I am very happy with the performance of Kettle (used to extract and clean up the customer data) - it can extract the RxWorks data and generate the XML data for the dataload input in under 5 seconds.
However, the dataload performance is disappointing. It happily processes my setup.xml (containing all the base stuff, postcodes, species & breeds, etc) loading 2309 objects in 3.00 seconds (769.67 objects/sec), but doing the customer data it runs like a dog:
INFO StaxArchetypeDataLoader,main:255 - party.customerperson 1277
INFO StaxArchetypeDataLoader,main:255 - contact.location 1223
INFO StaxArchetypeDataLoader,main:258 - Processed 2500 objects in 494.00 seconds (5.06 objects/sec)
[Note that this is a subset of the data - processing the whole 14.5K set, the speed drops to under 4/sec. I tried a subset hoping that the speed would improve back to the 700/sec got processing the setup data.]

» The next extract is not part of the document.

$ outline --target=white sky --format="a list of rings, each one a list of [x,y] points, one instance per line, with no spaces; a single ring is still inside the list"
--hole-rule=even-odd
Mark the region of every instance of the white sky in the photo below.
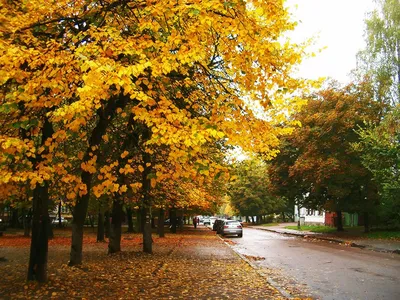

I am using a reasonable machine: Dell XPS laptop, 8GB, Intel Core i7; Win7, OpenVPMS s/w & database on the one machine; the cpu usage is low, and the disk is not running hard.
Is there anything I can do to improve the speed of pumping data into the database?
Regards, Tim
Re: Performance of Data Loader
You can increase the batch size to reduce database accesses. This may improve performance. The dataload script currently sets it to 1000 objects:
For large datasets however, you're probably better off using the OpenVPMS Kettle plugin to perform the loads.
Note that you'll need to use Kettle 3.2, and patch it according to OVPMS-1203.
For some background, check out this thread: http://www.openvpms.org/forum/migrating-vetcare which also contains some sample transforms.
Re: Performance of Data Loader
Tim (?) - thanks for this. You are correct about the performance boost - I am getting around 200/sec. Now all I have to do is fully understand the OpenVPMS Kettle plugin - see new post.